There was a series of giggles and laughter, a hiss of disgust, a snort of acknowledgement, and I realised the passing parade were very aware of our actions, and felt themselves completely at liberty to comment on our embrace.

She drew back, and I recognised on her face the slightly stunned look that mine had to be wearing. We both knew that something had changed forever. Our lives had suddenly been diverted onto a new track – destination unknown.

All my fears suddenly rushed back in. This was a girl from a different country – a different continent – whom I had known for just a day. She was damaged, sought by the authorities, and she knew my intimate weaknesses. She was danger personified. Walk away, Will Robinson! Danger! Danger!

And yet all I wanted was to be near her. Well, not actually all ... My heart knew it was desperate for her to feel the same way about me; my body craved her slightest touch; and Mr. Happy had reappeared to post a claim on what he wanted as well.

I hadn’t felt like this since the first days with Phoebe.

No – that was wrong! What I had felt then was the faintest echo of this; like the grumble of a distant thunder storm compared to the noise and violence of that storm letting loose right above me, with lightning turning nearby trees into badly shaped matchsticks.

Our eyes were locked together.

“We need to go,” I mumbled, not making any move whatsoever.

“Yes,” she agreed, seemingly equally paralysed.

“Get a room,” said a passerby, sounding disgruntled and more than a little jealous.

It broke us out of the immobility spell that those sudden surges of emotion had cast over us. I took her hand and we crept to the exit, peered out for several minutes, and then dashed for the car, running stooped over like a pair of really old pensioners who had been given a hefty dose of cocaine with their creamed corn and vitamins.

Within minutes we were exiting the services and getting back on the highway, me cursing at myself for not following the earlier plan and using the back roads. I handed her the phone.

“Find us a route to Nashville that keeps us off the highways,” I said.

She fiddled with the phone with an expertise that made mine look like that of a caveman finding a Rubik’s cube – probably able to solve it, but just as likely to break it in the process. My skill with programming hadn’t migrated to using a phone, as those teenage years largely spent in my room, with no friends, meant no need for social media. Besides, I was always at my computer, so why bother with a small screen. To be honest, I would have been quite happy with a flip-phone, but Lappies had felt that would put out the wrong message to potential clients. In the end he’d presented me with an Android phone as a gift. I’d taken it apart to examine the workings, put it back together, and discovered that the phone and I were members of a mutual hate society. I detested trying to type anything on those idiot keys. In return it hated me enough to make sure everything I typed came out wrong.
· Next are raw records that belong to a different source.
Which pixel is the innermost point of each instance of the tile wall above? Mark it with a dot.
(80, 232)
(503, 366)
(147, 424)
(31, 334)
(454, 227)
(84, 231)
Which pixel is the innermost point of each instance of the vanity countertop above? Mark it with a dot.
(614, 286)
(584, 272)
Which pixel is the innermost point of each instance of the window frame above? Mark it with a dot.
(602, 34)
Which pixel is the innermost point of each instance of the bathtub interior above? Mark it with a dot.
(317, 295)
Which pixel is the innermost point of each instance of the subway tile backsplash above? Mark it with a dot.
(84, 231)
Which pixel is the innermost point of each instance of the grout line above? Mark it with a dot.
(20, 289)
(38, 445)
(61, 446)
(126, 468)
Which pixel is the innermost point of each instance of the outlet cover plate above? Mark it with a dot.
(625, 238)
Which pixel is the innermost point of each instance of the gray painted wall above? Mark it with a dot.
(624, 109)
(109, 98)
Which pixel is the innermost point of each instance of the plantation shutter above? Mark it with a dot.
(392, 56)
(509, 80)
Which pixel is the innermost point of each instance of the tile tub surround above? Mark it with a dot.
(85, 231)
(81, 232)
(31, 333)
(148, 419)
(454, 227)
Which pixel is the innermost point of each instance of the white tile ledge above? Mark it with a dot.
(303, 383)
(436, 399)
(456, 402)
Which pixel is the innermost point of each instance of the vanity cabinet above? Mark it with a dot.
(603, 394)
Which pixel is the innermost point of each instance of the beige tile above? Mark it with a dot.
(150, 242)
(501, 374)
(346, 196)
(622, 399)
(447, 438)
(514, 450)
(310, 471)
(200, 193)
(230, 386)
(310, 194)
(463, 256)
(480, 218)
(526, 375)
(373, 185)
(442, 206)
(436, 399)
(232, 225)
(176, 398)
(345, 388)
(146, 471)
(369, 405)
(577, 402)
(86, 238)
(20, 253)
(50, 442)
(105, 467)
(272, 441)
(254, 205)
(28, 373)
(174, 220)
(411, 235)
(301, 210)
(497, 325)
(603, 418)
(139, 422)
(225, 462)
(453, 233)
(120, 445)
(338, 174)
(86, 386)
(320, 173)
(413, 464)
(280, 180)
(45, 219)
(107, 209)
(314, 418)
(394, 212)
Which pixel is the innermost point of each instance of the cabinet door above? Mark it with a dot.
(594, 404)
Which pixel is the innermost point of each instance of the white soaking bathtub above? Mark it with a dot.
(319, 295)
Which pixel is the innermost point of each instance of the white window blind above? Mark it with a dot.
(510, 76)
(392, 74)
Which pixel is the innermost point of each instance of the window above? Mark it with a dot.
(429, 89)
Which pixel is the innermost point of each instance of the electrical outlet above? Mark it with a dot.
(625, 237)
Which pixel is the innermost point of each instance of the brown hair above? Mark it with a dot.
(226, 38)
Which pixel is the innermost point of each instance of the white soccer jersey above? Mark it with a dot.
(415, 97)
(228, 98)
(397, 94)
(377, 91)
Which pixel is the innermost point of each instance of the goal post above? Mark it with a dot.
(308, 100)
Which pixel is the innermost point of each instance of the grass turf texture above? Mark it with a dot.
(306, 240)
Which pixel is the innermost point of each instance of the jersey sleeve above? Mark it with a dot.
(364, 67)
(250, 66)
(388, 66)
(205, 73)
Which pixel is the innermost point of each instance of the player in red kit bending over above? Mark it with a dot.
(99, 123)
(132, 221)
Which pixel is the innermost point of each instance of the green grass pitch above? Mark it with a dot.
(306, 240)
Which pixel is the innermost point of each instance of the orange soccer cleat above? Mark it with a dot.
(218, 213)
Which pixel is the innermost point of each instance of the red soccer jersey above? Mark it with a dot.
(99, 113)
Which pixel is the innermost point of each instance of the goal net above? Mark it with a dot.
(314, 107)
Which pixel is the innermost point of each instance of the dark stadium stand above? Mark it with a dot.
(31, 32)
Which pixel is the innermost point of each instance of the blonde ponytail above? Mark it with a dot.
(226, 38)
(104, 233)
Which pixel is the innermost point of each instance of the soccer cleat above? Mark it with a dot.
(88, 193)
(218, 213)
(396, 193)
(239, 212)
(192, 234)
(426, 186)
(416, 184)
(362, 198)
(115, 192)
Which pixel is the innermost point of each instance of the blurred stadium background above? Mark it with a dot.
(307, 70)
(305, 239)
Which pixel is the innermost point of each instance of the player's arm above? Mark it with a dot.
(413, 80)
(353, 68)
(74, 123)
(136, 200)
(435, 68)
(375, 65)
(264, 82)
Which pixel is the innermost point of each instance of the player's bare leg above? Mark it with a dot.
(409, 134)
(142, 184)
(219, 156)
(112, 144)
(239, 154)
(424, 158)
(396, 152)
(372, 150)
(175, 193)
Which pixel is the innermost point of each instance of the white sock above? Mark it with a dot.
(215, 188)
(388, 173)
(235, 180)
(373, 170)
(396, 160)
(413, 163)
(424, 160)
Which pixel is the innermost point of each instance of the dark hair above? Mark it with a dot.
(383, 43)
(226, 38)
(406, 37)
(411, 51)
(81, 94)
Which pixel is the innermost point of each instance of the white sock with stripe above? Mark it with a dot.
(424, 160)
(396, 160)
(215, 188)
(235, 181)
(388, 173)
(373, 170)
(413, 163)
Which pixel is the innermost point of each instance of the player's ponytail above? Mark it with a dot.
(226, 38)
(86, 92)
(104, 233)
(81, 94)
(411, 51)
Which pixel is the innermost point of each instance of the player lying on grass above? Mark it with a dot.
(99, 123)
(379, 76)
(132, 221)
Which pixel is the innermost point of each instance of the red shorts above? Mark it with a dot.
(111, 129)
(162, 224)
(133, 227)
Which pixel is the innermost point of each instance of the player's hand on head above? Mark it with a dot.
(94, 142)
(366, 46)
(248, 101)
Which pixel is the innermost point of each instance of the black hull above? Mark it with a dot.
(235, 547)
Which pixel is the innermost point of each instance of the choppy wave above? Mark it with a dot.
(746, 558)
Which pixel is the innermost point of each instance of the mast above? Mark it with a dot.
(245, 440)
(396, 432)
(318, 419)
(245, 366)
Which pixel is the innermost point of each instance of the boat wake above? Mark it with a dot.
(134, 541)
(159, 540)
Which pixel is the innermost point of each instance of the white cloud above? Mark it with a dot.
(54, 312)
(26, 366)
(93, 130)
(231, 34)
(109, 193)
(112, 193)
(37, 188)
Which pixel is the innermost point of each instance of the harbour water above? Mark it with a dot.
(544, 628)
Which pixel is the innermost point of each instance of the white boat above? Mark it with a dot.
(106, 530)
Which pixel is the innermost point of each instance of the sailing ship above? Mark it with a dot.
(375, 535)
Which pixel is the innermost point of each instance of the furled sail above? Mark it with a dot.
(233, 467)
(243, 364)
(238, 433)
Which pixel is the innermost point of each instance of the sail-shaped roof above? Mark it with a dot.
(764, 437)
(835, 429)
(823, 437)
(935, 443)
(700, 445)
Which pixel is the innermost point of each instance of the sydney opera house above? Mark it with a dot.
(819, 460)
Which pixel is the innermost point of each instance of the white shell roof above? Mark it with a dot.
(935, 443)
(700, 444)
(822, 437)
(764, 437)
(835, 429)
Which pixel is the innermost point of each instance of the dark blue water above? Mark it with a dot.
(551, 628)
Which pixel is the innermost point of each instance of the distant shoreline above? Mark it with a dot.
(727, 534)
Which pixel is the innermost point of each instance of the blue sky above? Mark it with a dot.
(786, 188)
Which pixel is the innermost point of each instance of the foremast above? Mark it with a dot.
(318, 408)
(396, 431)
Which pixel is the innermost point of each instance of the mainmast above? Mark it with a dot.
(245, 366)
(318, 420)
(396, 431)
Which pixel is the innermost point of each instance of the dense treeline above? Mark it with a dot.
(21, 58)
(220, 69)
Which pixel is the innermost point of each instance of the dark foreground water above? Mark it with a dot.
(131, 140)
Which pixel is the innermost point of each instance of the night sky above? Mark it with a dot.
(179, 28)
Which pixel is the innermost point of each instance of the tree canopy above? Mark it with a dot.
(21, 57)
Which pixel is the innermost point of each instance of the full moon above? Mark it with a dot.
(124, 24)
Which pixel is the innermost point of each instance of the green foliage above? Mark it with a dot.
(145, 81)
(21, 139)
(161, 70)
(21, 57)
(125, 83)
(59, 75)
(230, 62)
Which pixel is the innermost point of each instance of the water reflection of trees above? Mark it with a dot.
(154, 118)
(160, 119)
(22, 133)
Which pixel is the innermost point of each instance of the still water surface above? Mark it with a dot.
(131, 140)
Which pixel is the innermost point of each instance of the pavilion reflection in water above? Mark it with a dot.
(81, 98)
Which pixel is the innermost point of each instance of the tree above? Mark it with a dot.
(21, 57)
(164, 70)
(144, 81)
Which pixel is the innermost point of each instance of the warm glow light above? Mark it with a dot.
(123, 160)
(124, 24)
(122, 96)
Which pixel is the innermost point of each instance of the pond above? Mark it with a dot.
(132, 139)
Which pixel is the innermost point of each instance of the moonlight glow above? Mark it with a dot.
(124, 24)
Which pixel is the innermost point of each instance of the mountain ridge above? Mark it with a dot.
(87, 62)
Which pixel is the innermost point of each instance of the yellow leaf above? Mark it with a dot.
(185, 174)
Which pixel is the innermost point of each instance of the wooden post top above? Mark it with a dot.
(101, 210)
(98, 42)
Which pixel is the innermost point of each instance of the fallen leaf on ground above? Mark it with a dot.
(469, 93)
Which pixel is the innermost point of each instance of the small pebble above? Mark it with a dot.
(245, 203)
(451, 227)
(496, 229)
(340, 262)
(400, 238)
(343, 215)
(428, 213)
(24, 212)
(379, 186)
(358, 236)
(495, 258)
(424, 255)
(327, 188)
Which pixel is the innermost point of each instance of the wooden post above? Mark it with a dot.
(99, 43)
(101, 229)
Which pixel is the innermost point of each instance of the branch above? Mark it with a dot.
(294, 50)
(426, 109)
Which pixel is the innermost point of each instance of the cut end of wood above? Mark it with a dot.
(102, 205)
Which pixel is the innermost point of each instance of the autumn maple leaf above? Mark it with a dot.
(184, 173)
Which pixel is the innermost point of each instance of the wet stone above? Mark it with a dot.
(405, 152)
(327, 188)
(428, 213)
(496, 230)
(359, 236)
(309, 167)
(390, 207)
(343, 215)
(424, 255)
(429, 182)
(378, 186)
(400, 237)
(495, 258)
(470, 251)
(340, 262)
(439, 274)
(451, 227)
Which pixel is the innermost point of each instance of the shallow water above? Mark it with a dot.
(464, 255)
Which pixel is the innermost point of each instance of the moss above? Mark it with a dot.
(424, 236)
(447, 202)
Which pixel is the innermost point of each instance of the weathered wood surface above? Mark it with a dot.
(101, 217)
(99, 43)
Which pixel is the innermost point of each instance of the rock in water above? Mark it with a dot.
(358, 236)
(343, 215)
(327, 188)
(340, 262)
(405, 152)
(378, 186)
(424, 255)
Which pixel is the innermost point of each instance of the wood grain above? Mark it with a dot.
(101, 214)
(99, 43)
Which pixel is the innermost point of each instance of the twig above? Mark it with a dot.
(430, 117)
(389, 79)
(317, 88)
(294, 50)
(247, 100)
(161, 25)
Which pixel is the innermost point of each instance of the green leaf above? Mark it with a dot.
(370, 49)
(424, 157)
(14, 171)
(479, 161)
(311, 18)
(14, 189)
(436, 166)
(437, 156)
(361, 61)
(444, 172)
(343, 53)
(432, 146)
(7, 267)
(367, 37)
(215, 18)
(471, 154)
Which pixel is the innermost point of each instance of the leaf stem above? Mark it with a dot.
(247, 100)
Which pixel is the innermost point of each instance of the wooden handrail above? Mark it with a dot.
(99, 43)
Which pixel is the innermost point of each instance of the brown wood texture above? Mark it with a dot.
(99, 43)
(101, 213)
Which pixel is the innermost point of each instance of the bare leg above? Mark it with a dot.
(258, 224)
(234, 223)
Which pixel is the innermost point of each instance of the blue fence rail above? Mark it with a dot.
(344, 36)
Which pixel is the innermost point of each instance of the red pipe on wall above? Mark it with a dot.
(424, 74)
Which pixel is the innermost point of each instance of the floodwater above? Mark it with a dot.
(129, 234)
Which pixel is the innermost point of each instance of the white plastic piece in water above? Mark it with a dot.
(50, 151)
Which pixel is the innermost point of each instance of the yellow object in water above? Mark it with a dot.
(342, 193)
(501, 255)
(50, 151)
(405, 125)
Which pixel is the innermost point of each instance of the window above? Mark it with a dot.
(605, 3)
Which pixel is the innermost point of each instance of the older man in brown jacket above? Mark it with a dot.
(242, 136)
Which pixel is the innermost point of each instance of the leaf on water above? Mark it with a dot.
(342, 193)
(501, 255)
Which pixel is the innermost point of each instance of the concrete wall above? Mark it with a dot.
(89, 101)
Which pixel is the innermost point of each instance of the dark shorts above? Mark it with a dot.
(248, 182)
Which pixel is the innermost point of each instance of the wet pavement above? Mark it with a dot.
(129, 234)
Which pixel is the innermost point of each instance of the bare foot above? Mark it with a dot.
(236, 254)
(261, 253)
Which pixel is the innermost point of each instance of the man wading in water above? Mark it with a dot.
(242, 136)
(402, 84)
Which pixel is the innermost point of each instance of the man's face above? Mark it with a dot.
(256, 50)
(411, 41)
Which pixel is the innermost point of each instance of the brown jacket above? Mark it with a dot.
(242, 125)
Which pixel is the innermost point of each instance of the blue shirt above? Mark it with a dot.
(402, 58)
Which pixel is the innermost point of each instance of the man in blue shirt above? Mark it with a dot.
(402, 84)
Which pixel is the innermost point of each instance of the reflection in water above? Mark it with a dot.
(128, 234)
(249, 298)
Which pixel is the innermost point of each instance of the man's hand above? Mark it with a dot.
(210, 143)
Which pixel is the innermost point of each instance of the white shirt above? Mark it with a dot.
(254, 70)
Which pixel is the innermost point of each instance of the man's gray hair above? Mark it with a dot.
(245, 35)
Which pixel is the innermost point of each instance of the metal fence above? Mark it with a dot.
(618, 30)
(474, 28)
“We’re coming up to an intersection, so take the next left,” she said after a long while. We had passed several others already, but I trusted her to find us the shortest indirect route.

Half of my attention was on the mirror, searching for any sign that we were being followed. Summer directed me to the north with her hand, and then screamed as I turned and automatically swung onto the left side of the road, facing oncoming traffic. I yanked the wheel over, thankful I hadn’t been able to hear the abuse the people in the hooting cars were bellowing at me and my heart rate began to settle down.

“Sorry,” I said. “My attention slipped for a moment.”

She squeezed my hand. The back of my shirt felt damp, and when I put my hand back to feel, I realised I was sweating up a storm. The air con was doing its job, but my body was responding to the tension.

This part of Missouri was a little hillier and a whole lot more arboreal than Kansas, which was nice. It was even a little like England, if you discounted the heat and the foreign trees everywhere. We were in the Mark Twain National Forest, apparently, which sounded more impressive than it looked. It seemed a little sparse to be a forest, and if Robin Hood had tried hiding out there, he would have been found on day one in my estimation. Maybe we were still in the undergrowth and it would build up to a proper forest as we went on.